D'un colpo, trovatami tra i complementari e armoniosi colori del tramonto
Salivo salivo a circondarmi da essi,
mentre le tonalità mutavano.
Poi mi accorsi non essere io,
erano loro a fioccare su di me.
Credevo fosse solo una sensazione
di quel verde smeraldo,
in seguito il capo si chinò,
senza riuscire a risollevarsi.
Il sogno di una vita era ammirare l'aurora, ma solo il mantello bianco riuscì a scrutare.

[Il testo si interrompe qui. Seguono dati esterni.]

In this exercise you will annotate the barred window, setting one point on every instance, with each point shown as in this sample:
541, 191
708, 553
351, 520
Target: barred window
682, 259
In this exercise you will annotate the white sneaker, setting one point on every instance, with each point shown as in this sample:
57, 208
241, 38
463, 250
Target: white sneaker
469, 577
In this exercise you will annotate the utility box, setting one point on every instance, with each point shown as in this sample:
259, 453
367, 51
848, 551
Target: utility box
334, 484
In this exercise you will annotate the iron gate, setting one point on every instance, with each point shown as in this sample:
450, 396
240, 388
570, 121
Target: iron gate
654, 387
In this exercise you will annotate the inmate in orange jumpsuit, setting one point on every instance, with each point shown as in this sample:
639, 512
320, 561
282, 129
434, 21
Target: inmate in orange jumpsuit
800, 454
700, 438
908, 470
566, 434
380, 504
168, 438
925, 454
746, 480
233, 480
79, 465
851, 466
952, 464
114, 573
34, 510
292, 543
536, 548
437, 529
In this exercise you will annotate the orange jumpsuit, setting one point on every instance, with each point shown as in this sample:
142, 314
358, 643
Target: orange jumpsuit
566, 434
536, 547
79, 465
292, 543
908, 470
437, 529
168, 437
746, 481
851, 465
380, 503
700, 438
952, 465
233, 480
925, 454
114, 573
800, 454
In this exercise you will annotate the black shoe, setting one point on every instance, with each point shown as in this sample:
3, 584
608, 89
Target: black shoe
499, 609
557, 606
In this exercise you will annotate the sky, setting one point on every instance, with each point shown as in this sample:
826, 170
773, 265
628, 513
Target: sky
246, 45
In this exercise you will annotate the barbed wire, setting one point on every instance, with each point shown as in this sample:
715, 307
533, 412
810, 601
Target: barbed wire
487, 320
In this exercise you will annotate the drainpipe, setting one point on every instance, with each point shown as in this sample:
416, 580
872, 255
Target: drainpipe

Tutti i conflitti risultarono vani,
sofferente strizzai gli occhi
ed ecco il primo allarme.
Mi ridestò. Li riaprì incredula, rincuorata.
Un movimento scattoso
e sprofondai nel gelo.
Uscita dal nero tunnel mi sentii
come se avessi oltrepassato il mondo;
la rena tra le dita mi scaldava, ma fu breve,
l'onda arrivò polare come sempre.
Decisi di seguirla.
L'acqua mi abbracciò il petto,
lì vidi un'immagine
distorta con il riflesso dell'alba,
tu mi venisti in mente.
Cercai di alzare lo sguardo, ma il macigno crebbe, se solo la tua forza potesse sorreggermi.
Chiusi nuovamente gli occhi
sperando di visualizzare
il tuo volto in mente, ma l'allarme
dissolvendo non me lo permise.
Un bagliore rosso,
sarai forse tu mi chiesi
e gettai a capofitto in quello specchio improvvisamente divenuto torbido.
Quella volta non potevo immaginare
cosa mi aspettasse.
Un'astrusa atmosfera; goffamente avanzavo.
La porzione di spazio
circondante i miei piedi non mi era sufficiente
a capire,
fin quando non vidi
una pietra.
Non cercai di drizzare il capo,
lo girai lievemente.
Fu sufficiente per ammirare
le miriadi di stelle
attorno al pianeta rosso.
Brillanti come non mai,
mi inveirono il luccichio dei suoi occhi...
quanto mancava lui.
Ciò che fin ora nonostante tutto
mi avesse dato felicità
divenne tristezza,
tristezza che mi piegò ancor di più;
non la ostacolai, finendo al suolo.
Sentii come se mi stesse stringendo a se
e la terra diventare morbida.
Chiusi gli occhi, ma nessun allarme mi salvò,
fu egli.
L'immagine si costruiva dinanzi,
mi risollevai per colmarmi di lui, ma
ancora il capo
non riuscivo a rizzare.
Prese le mie mani,
il suo tocco mi alleggerì.
Scelsi di non disperdermi tra lo spazio
quando capì che finalmente
il suo volto buio
poteva illuminarsi;
non riuscivo ad elevare il capo,
ma il mio corpo
per ammiralo dall'alto.
Fu come se i miei occhi non avessero visto prima tanta bellezza,
un bacio e ci riuscì.
Mi sbloccai dalla trappola
e rifugiai nei suoi occhi.
Ricominciai a sognare in quella che per altri è
la realtà.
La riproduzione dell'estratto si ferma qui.